Le développement des coopérations intercommunales constitue sans doute une des avancées institutionnelles les plus fortes de ces dix dernières années : construction patiente, car le travail en commun demande du temps, pour adapter la gouvernance de nos territoires, pour rendre plus efficaces les politiques publiques locales et les services publics.
A la suite de la dernière loi sur la réforme des collectivités locales, le gouvernement a décidé de bousculer dans la précipitation les intercommunalités sans véritable évaluation du fonctionnement de l’existant, sans aucune concertation des élus dans l’élaboration du schéma départemental de l’intercommunalité, sans évaluation des conséquences financières des regroupements proposées ou quant aux compétences exercées !
Les projets de nouveaux découpages des intercommunalités sont peu à peu rendus publics par les préfets. Environ 35 % d'intercommunalités en moins et une réduction de plus de 40 % du nombre de syndicats. C'est ce qui ressort de l'analyse de quelque 75 projets de schémas de coopération intercommunale effectuée par l'Association des communautés de France (ADCF). Dans certains départements, la proposition va dans le sens d'une rationalisation drastique du nombre de communautés. Ainsi, la Dordogne passerait de 53 à 24, la Gironde de 45 à 21 et les Alpes-Maritimes ne compteraient plus que 6 communautés alors que dans d'autres départements, le redécoupage ne consisterait qu'à rattacher les communes encore isolées. Certains schémas préfigurent même une évolution en plusieurs temps, à l'image de l'Aveyron, où le préfet envisage le passage à 16 intercommunalités en 2013 et à 11 à plus long terme.
En Seine Maritime, la commission, ou je siège, vient de se tenir, et le Préfet, dans un climat assez tendu, a proposé le schéma qui apparaît sur la carte ci-dessous : 5 regroupements de Communautés de communes, ayant abandonné l’idée, un temps émise, de regrouper les 4 communautés de la Vallée de la Bresle. Il est surprenant de constater que :
- Dans ces regroupements, de fortes oppositions (voir l’unanimité des élus concernés) se sont déjà manifestées, souvent à cause de la précipitation avec laquelle tout cela se fait sans les simulations nécessaires pour étayer les décisions
- l’intercommunalité qui reposait sur la libre administration des communes devient « subie » sans aucune concertation avec les collectivités concernées alors qu’il n’y avait aucune obligation de par la loi, puisque la Seine Maritime ne connaissait aucune commune isolée et aucune communauté de moins de 5000 habitants.

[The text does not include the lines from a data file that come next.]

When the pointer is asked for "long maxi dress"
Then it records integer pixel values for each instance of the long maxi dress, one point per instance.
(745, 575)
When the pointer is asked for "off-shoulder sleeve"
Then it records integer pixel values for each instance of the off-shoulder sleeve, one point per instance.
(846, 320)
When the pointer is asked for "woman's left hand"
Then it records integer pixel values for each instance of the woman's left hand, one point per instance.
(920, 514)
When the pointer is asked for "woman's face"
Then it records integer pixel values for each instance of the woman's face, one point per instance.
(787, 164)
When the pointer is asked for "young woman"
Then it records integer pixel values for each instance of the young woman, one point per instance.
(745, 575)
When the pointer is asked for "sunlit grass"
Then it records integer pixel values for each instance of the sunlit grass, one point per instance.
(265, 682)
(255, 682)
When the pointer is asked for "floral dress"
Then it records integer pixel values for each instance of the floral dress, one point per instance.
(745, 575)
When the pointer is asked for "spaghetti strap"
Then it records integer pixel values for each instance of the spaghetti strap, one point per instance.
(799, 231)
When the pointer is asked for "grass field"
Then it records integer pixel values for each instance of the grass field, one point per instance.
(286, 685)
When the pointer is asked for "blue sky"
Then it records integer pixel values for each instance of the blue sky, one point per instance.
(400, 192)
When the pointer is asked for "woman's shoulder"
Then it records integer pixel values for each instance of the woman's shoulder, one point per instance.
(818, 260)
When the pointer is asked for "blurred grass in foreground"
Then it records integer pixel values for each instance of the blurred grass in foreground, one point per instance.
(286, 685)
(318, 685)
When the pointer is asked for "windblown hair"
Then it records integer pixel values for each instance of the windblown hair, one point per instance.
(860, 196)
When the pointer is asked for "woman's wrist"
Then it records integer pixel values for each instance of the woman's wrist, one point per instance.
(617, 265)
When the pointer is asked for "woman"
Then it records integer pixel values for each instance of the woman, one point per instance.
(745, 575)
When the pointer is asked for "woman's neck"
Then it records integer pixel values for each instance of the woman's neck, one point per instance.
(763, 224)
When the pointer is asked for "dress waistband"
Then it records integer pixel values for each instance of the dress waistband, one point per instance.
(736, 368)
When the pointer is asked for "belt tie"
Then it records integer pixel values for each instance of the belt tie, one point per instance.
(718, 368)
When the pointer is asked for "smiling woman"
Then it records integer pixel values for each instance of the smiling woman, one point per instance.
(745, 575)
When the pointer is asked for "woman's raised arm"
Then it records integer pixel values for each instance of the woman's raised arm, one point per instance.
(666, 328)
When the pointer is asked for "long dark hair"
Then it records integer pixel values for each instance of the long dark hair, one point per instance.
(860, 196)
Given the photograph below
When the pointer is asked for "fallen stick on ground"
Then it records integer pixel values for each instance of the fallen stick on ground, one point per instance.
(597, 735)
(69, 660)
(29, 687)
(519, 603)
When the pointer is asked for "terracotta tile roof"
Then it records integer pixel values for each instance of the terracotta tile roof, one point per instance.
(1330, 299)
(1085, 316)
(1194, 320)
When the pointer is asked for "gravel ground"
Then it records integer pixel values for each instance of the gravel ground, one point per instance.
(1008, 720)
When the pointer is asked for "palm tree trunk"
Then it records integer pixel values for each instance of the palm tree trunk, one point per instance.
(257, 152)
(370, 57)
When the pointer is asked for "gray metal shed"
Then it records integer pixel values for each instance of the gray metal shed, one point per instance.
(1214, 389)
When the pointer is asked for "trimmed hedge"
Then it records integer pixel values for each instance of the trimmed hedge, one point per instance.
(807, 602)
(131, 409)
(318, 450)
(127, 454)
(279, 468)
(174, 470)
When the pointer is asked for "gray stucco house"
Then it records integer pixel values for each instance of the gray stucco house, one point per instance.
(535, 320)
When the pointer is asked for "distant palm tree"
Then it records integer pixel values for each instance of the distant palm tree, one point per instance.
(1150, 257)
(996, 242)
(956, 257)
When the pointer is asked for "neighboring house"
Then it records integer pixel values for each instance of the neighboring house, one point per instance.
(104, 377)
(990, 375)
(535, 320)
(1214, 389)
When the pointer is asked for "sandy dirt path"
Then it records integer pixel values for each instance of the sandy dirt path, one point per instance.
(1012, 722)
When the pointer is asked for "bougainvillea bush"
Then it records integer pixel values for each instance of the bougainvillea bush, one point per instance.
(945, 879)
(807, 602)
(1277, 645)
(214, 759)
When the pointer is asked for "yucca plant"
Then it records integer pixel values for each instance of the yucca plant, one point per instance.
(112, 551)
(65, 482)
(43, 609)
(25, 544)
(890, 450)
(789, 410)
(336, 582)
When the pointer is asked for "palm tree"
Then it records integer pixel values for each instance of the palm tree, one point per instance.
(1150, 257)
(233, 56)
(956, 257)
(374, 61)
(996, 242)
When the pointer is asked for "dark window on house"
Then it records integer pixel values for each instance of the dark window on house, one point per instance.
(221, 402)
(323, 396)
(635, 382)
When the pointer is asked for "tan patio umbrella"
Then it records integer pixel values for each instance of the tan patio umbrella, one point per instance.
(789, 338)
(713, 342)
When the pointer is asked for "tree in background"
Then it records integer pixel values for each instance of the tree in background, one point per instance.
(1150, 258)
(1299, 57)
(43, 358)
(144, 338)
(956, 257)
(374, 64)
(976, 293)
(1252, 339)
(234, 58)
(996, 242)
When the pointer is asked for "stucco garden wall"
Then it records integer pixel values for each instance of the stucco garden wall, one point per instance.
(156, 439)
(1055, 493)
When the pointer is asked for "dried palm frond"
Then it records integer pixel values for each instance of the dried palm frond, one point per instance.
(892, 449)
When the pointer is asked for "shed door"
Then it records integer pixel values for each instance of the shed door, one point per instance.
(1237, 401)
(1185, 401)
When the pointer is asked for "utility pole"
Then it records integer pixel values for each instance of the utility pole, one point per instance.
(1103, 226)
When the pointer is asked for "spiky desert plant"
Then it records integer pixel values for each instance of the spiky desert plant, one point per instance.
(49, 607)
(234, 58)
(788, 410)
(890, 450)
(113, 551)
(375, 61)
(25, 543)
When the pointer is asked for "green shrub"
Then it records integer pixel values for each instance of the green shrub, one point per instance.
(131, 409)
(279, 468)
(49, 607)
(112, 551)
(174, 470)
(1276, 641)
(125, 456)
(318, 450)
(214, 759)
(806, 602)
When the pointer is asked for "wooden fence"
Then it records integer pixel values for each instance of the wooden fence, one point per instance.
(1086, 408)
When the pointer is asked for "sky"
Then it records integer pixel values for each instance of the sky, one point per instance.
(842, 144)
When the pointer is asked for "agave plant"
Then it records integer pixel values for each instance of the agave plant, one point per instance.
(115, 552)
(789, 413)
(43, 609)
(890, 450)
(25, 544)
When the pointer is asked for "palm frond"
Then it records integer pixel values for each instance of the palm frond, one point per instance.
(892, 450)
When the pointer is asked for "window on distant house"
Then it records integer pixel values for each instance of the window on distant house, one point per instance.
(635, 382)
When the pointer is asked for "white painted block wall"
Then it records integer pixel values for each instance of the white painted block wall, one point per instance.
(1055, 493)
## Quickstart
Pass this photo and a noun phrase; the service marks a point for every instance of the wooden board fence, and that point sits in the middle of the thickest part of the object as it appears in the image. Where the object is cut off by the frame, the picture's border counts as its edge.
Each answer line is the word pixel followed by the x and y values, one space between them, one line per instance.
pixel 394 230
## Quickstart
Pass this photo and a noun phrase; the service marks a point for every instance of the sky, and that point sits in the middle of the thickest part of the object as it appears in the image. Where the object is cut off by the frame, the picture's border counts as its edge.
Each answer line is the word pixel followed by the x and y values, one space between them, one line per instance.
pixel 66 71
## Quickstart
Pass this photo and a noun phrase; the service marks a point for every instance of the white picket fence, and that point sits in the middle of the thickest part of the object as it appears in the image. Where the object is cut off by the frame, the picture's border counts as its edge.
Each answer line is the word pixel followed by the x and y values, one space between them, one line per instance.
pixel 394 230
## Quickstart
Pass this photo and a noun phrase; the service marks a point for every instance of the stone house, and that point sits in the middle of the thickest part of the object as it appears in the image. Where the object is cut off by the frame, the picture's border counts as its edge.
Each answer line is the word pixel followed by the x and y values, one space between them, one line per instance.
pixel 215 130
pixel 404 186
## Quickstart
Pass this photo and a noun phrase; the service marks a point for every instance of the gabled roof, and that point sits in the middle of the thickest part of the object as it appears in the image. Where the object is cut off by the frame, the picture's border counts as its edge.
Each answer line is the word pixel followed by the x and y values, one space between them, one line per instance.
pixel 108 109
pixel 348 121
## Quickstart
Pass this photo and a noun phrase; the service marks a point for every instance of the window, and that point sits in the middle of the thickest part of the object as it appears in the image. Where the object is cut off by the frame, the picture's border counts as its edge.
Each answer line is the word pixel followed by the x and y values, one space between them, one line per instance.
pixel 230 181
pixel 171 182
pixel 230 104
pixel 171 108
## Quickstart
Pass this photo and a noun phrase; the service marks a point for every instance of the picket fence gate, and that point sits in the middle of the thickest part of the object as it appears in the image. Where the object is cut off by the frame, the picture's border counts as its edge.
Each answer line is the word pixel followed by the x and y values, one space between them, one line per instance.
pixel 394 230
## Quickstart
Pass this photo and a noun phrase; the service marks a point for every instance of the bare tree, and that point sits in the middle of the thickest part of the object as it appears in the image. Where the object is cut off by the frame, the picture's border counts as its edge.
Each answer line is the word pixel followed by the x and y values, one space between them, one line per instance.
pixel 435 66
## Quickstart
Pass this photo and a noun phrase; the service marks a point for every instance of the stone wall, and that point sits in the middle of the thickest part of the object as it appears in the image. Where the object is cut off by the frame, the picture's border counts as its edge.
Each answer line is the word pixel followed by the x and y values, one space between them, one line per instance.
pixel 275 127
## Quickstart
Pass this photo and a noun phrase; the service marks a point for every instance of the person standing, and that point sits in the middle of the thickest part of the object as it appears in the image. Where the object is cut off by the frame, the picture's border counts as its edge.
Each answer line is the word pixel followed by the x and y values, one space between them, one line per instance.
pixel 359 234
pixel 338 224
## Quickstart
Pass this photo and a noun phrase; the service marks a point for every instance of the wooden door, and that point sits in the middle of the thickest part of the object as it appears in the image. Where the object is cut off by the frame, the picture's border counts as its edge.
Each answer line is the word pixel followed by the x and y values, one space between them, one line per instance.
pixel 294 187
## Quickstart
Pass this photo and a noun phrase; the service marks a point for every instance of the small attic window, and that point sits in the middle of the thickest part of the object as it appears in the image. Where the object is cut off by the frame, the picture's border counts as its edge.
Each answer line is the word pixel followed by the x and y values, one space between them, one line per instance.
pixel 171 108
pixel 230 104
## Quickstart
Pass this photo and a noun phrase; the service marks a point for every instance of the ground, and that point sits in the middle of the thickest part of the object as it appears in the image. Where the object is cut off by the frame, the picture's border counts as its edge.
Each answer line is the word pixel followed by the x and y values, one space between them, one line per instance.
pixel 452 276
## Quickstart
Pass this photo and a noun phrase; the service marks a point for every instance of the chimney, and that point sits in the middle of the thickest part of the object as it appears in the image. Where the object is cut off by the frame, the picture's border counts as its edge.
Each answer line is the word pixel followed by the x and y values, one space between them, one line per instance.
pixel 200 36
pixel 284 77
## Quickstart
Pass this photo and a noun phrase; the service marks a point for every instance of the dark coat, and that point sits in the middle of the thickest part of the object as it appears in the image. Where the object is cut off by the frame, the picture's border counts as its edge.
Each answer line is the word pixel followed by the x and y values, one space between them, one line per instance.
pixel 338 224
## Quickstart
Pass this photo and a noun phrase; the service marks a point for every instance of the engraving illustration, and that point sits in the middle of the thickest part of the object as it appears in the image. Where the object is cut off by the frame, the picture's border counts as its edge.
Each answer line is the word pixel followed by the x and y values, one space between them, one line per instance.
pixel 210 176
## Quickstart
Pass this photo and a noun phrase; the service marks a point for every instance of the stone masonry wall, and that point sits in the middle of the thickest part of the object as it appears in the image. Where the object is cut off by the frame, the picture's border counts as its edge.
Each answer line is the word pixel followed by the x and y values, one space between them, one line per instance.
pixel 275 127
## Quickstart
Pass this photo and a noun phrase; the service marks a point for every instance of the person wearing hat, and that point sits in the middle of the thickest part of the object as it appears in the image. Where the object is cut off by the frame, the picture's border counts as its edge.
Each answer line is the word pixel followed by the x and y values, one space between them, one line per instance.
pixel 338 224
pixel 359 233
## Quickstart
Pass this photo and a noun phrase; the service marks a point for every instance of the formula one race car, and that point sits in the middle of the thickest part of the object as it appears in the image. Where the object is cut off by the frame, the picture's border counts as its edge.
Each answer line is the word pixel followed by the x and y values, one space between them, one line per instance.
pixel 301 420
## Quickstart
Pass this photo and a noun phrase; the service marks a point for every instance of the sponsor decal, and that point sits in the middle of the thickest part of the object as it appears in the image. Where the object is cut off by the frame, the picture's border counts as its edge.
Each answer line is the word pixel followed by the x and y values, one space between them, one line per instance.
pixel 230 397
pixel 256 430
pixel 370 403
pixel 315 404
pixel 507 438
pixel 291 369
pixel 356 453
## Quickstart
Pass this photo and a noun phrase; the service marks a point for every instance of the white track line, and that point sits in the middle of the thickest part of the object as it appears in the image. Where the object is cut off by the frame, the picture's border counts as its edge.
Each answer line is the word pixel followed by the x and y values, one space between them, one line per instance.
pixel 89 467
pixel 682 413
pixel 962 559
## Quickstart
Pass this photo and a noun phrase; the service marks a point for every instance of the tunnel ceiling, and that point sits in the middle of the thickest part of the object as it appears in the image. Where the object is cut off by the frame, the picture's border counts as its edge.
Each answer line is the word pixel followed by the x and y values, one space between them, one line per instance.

- ce schéma ne s’inscrit pas dans les schémas de cohérence territoriale (SCOT) qui ont fait l’objet de longues discussions, ou dans des pays qui existaient réellement, comme celui des hautes falaises par exemple.
- Il ignore les contrats de pays ou d’agglo, passés avec la Région et le département, qui risquent d’être mis en cause si les périmètres de ces contrats sont modifiés autoritairement, et donc de remettre en cause les financements prévus
Nous sommes vraiment en face d’un projet de recentralisation des décisions, de démarche délibérée pour mettre « au pas » les collectivités territoriales. Un tel projet , à n’en pas douter va soulever de nombreuses oppositions et figer les démarches intercommunales qui avançaient bien depuis plusieurs années !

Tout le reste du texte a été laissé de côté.